SGB LAMPUNG – Pada permulaan minggu lalu Gubernur the Fed Janet Yellen memberikan assessment yang positip mengenai outlook ekonomi AS dan mengatakan kenaikan tingkat bunga adalah mungkin tetapi tidak menyebutkan dengan jelas kapan. Pertumbuhan employment dan inflasi diperkirakan akan menguat lebih lanjut. Namun, Yellen menyebutkan empat resiko utama terhadap ekonomi AS yang bisa mengubah kebijakan moneter the Fed: permintaan yang melambat, produktifitas, inflasi dan resiko dari luarnegeri. Kemudian pada minggu lalu, klaim pengangguran AS mengejutkan dengan jumlah klaim baru yang lebih rendah daripada yang diperkirakan, turun 4000 dari yang diperkirakan membukukan kerendahan selama enam minggu 264.000.

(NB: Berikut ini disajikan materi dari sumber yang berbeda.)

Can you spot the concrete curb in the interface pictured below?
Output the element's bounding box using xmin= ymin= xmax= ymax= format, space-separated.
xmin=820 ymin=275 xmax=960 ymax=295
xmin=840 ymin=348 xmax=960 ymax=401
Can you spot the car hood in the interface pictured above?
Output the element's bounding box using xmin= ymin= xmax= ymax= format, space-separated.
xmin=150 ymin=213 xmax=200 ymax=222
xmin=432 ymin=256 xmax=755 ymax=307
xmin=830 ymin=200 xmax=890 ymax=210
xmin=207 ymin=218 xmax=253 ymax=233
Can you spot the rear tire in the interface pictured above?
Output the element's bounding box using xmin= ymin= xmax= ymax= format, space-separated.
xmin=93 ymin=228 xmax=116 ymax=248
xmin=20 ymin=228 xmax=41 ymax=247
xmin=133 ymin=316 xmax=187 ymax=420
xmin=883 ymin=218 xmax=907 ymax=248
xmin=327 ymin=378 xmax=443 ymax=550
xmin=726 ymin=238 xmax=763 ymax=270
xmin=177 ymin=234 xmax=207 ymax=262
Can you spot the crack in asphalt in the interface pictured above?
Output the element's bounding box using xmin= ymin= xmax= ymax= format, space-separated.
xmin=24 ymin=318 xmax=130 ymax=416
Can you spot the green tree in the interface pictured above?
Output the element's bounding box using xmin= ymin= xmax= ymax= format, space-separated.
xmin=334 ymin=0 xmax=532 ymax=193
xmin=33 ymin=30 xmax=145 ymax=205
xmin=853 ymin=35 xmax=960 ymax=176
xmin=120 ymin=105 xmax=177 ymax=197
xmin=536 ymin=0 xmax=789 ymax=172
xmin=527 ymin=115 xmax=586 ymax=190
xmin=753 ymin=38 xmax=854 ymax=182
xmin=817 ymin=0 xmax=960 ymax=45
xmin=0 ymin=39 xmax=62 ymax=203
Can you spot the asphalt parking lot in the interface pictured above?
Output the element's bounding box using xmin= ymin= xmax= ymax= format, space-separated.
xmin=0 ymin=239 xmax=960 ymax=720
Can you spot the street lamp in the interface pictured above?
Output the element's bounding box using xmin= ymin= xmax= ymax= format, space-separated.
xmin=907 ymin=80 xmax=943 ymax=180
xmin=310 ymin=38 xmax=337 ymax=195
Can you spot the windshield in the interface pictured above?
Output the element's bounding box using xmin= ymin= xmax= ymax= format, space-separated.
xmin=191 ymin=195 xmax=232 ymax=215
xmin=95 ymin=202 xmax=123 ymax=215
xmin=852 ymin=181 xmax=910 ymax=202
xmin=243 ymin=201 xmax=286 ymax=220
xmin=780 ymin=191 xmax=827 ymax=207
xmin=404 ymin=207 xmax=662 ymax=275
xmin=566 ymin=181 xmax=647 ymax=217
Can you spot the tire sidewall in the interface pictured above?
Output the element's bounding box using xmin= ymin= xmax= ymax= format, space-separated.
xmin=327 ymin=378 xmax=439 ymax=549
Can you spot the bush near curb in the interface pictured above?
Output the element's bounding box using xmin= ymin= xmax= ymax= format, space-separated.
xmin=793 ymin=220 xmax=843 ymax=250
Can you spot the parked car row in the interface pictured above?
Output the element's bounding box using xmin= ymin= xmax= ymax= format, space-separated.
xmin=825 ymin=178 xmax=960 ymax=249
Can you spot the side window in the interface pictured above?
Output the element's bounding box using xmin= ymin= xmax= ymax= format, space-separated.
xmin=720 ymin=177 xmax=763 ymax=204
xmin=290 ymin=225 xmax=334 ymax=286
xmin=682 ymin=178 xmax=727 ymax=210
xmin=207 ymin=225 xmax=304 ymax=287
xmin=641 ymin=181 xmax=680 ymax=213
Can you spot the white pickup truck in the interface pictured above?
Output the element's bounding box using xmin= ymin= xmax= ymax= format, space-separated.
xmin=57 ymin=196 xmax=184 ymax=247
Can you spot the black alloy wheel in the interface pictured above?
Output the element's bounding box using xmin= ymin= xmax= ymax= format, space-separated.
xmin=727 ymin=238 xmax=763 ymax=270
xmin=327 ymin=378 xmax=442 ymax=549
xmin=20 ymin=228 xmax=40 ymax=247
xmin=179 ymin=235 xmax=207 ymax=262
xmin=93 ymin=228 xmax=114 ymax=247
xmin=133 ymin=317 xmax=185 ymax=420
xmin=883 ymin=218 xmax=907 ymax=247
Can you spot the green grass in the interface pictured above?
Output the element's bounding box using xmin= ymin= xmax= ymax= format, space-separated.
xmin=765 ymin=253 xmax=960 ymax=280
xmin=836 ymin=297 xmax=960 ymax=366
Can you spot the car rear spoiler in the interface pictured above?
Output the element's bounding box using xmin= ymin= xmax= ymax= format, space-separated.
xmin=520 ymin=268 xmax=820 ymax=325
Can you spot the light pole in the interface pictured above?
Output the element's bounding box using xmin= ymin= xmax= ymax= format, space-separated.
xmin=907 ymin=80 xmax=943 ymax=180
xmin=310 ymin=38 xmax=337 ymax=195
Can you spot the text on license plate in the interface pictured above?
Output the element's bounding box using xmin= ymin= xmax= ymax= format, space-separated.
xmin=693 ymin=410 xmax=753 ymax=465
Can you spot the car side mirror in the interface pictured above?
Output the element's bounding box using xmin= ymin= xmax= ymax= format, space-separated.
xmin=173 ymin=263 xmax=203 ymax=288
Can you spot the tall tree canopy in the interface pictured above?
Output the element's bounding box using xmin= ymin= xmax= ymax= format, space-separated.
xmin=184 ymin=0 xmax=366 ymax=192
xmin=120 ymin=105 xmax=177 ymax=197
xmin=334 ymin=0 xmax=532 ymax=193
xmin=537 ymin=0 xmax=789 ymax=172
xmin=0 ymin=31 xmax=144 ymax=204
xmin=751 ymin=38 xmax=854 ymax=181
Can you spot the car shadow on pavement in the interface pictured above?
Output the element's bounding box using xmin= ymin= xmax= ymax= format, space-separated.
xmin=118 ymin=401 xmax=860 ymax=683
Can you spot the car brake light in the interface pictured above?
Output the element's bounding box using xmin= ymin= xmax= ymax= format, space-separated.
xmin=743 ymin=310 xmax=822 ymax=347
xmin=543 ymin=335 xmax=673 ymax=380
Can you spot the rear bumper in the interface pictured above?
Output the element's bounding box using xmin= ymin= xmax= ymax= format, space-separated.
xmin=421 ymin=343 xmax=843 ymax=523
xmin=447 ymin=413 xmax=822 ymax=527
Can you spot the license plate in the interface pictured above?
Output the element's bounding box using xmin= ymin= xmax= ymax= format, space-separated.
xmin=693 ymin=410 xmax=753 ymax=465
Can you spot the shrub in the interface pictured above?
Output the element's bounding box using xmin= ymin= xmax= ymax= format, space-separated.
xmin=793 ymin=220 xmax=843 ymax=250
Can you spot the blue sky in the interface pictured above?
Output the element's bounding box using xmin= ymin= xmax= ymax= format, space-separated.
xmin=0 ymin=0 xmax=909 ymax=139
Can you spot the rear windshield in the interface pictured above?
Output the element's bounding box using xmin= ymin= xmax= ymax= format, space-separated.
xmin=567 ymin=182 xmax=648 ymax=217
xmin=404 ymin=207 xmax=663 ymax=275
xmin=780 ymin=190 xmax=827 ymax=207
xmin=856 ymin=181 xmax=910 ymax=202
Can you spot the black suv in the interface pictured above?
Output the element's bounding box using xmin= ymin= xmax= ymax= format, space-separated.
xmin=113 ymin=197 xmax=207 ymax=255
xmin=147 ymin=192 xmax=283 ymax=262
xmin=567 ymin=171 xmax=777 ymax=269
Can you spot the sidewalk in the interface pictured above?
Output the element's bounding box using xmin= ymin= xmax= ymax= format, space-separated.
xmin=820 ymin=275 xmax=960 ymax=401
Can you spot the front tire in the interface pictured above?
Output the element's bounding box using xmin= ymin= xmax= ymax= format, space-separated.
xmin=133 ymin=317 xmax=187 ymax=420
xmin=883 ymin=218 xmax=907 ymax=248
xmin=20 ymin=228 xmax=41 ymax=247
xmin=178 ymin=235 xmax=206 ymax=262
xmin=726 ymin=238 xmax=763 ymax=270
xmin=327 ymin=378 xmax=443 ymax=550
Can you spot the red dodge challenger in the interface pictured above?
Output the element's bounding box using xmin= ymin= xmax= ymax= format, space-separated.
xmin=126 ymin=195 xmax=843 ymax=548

Hal-hal yang positip yang terjadi pada minggu lalu:
Jobless claims turun ke 264.000, 4-week moving average turun ke 269.500.
2. Mortgage applications untuk membeli rumah lompat 11.7% w/o/w ke level tertinggi sejak bulan Oktober
3. Job openings meningkat menjadi 5.788.000.
4. MBA mortgage composite index naik 9.3% w/o/w.
5. Construction spending direvisi naik 1.5% dari angka sebelumnya 0.3%.
6. Consumer sentiment tetap kuat di 94.3
7. Baik Reserve Bank of Australia dan Reserve Bank of India kedua-duanya tetap mempertahankan tingkat bunganya tidak berubah.

Hal-hal yang negatip yang terjadi pada minggu yang lalu:
ECB mulai membeli obligasi korporasi, membuat beberapa imbal hasil masuk ke teritori negatif.
2. VIX naik 17% dalam sehari, kenaikan harian tertinggi sejak 7 Januari 2016.
3. Labor market conditions index dari Federal Reserve turun menjadi -4.8 dari -3.4 di bulan April. Sekarang berada pada level terendah sejak bulan Mei 2009.
4. Nonfarm productivity turun 0.6% q/o/q.
5. Labor market conditions index turun ke -4.8, angka negatif yang kelima berturut-turut.